Tatro was silent for a moment.

‘Isn’t that an awful bit where the gillot gets killed?’ she said. ‘Would you read it again?’

Raising herself on one elbow, the queen said, teasingly, ‘Why do you read Tatro that silly story, Rushven? It’s a pure fairy story.’

‘I read it because Tatro likes it, ma’am,’ he said, smoothing his whiskers, as he often did in her presence, and smiling.

‘Knowing your opinion of the ancipital race, I cannot imagine you relish the notion that humankind once looked up to phagors for wisdom.’

‘Madam, what I relish about the story is that kings once looked up to others for wisdom.’

MyrdemInggala clapped her hands with pleasure at the answer. ‘Let us hope that that at least is no fairy story…’

In the course of their Ahd, the Madis came once more to Oldorando, and to the city bearing that name.

A sector of the city called the Port, beyond the South Gate, was set aside for the migrants.
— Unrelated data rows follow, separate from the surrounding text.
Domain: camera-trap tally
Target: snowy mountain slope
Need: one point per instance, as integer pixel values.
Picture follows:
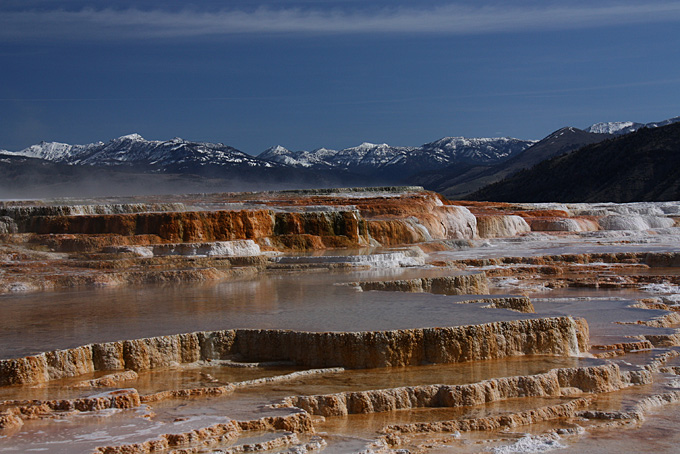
(134, 150)
(624, 127)
(369, 157)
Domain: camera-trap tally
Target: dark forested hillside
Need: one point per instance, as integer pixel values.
(642, 166)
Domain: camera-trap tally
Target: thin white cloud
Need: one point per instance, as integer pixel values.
(452, 19)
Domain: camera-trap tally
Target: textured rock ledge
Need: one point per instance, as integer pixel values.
(299, 422)
(541, 414)
(464, 284)
(17, 411)
(557, 382)
(563, 336)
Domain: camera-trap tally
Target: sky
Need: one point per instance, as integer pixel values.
(311, 74)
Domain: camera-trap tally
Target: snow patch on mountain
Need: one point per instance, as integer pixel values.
(133, 149)
(625, 127)
(443, 152)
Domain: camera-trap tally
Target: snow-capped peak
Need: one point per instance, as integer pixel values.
(133, 137)
(277, 150)
(614, 127)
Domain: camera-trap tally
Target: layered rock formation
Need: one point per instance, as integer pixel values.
(595, 379)
(552, 336)
(463, 284)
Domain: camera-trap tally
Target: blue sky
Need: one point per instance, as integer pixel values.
(307, 74)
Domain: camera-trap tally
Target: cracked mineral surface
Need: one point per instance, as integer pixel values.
(347, 320)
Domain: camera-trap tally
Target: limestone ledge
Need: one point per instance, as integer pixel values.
(495, 422)
(299, 422)
(651, 259)
(555, 383)
(564, 336)
(17, 411)
(464, 284)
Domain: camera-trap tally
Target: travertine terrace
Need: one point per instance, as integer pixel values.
(344, 320)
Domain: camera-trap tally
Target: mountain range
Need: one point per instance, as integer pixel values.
(640, 166)
(455, 166)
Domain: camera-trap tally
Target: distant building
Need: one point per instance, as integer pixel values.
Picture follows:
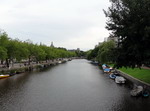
(52, 44)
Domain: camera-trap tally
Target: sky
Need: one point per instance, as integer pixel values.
(70, 24)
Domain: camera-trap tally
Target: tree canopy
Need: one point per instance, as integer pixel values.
(14, 49)
(129, 20)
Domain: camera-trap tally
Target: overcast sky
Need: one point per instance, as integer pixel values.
(67, 23)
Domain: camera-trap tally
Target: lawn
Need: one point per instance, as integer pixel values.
(141, 74)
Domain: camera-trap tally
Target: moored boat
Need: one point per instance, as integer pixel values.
(112, 76)
(137, 91)
(120, 80)
(4, 76)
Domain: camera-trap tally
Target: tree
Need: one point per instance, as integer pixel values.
(3, 54)
(106, 52)
(129, 20)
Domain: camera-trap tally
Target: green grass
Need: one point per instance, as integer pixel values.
(141, 74)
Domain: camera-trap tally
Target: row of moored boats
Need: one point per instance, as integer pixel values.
(113, 74)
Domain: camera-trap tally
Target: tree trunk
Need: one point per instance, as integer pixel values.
(7, 62)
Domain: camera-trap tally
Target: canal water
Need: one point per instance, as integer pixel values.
(73, 86)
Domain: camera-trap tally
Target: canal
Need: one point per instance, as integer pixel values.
(73, 86)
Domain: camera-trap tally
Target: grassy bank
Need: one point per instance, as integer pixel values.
(141, 74)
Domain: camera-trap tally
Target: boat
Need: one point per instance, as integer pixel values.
(120, 80)
(106, 70)
(94, 62)
(137, 91)
(145, 94)
(4, 76)
(59, 62)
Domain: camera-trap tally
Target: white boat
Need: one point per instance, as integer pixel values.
(137, 91)
(120, 80)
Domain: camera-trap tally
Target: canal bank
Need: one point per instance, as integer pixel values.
(135, 81)
(74, 86)
(21, 68)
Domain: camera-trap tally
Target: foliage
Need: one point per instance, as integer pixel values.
(129, 20)
(104, 52)
(12, 50)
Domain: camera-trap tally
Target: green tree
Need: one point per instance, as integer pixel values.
(129, 20)
(106, 52)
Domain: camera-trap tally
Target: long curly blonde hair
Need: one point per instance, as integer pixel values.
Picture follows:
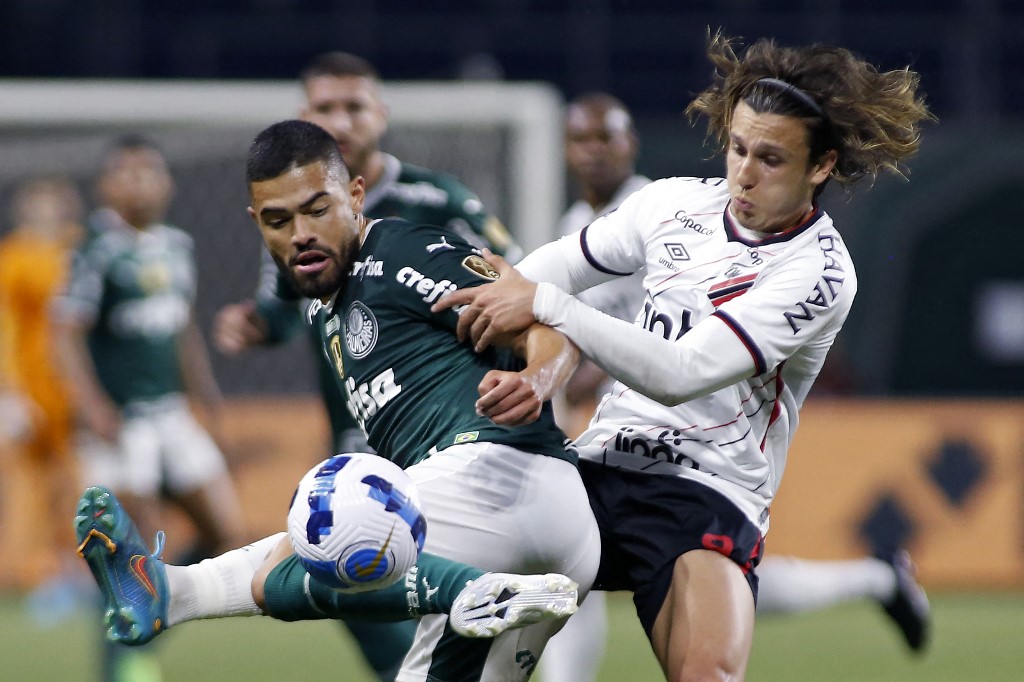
(871, 119)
There they made one of their rare halts, for a few days. Celebrations of a modest sort took place. Spiced arang were eaten, elaborate zyganke were danced.
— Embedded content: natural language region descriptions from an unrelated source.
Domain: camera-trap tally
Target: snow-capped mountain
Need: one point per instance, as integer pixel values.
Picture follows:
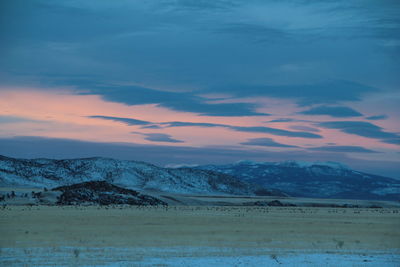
(128, 174)
(313, 179)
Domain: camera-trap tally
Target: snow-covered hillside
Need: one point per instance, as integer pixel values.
(313, 179)
(128, 174)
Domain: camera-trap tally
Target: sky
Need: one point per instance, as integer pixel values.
(177, 82)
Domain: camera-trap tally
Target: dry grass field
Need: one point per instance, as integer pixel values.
(95, 235)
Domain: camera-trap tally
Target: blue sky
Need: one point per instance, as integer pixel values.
(283, 79)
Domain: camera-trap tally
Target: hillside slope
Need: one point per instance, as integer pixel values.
(128, 174)
(313, 179)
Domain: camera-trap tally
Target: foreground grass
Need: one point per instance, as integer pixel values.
(236, 227)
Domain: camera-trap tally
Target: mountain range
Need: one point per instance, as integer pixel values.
(127, 174)
(290, 178)
(313, 179)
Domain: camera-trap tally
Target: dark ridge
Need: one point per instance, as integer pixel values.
(103, 193)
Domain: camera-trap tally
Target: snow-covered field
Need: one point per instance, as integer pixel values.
(198, 236)
(192, 256)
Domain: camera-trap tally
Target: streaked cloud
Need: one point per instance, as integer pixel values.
(333, 111)
(268, 142)
(377, 117)
(361, 128)
(127, 121)
(160, 137)
(341, 149)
Water and wool. In Oldorando, the garments and rugs woven during the Journey were bartered with merchants for a few necessities. One or two human merchants had gained the trust of the Madis. The tribes always needed pans and goat bells; they were not workers of metal.

It also happened that some members of the tribe always arranged to remain in Oldorando, either until the tribe next returned or permanently. Lameness or illness was reason for leaving the Ahd.

Some years earlier, a lame Madi girl had left the Ahd and gained employment as a sweeper in the palace of King Sayren Stund. Her name was Bathkaarnet-she. Bathkaarnet-she had the traditional Madi face, part flower, part bird, and she would sweep where she was put to sweep without tiring, unlike the lazy Oldorandans. While she swept, small birds would cluster round her without fear, and listen to her song.

This the king saw from his balcony. In those days, Sayren Stund had not surrounded himself with protocol and religious advisors. He had Bathkaarnet-she brought to him. Unlike most Madis, this girl had an active gaze which could focus like a human’s. She was very humble, which suited the nervous Sayren Stund.

He decided to have her taught Olonets, and a good master was employed. No progress was made until the king was inspired to sing to the girl. She sang in response. More language came to her, but she could never speak, only sing.

This shortcoming would have maddened many. It pleased the king. He found that her father had been human and had joined the journey when a youth, running away from slavery.

The king, despite contrary advice, married Bathkaarnet-she, converting her to his faith. Soon she bore him a two-headed son, who died. Then she bore two normal daughters who lived. First Simoda Tal, and then the mercurial Milua Tal.

Prince RobaydayAnganol had heard this story when a boy. Now, as Roba, and dressed as a Madi, he made his way from the Port to one of the gates at the rear of the palace. He wrote a note to Bathkaarnet-she, which a servant bore away.